The authors note that "unaffected" siblings of those diagnosed with autism sometimes carry the same CNVs, but other research has indicated these individuals often have similar but less severe symptoms—"subclinical" in their words. This suggests that an individual CNV isn't enough to be causal. Instead, many may contribute, and the number and nature of genetic changes can combine with environmental influences to push individuals to different points along the spectrum of autism.
The other thing about the results that stuck out was the nature of the genes involved. The authors don't provide an exhaustive catalog, but there's a bias towards genes that mediate interactions among cells. These genes probably won't influence the basic structure of the brain—the right parts will be produced in the right places—but they may influence how those different parts establish connections among themselves, or how those connections are rearranged following learning or experience. A few of the other genes would appear to influence how nerve impulses are transmitted. Again, the impulses will probably still happen regardless of how many copies of these genes are present, but they may occur with different efficiency or dynamics.

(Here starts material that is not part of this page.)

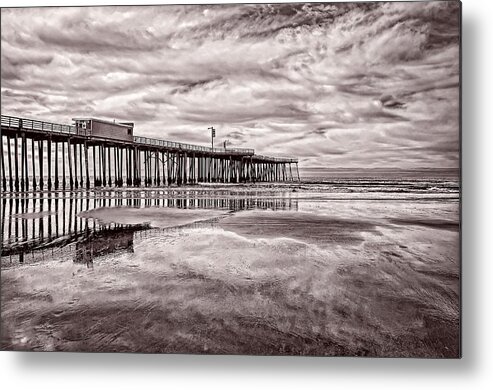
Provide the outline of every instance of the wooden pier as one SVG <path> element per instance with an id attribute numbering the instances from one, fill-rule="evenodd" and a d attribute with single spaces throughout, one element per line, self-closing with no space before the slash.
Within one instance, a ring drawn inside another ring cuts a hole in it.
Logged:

Putting everything together, the results seem to point to a situation where genetics plays a big role in autism, but individual genes probably aren't that important. Instead, the genes found here seem to influence the function of the nervous system in subtle ways, and it's only the cumulative impact of these changes, and their interactions with environmental factors, that determine if and where an individual will fall within the autistic spectrum. That's not a convenient answer—we'll have a lot of work to do to sort things out further—but it may go a long way towards explaining some of the complexity of the disorder.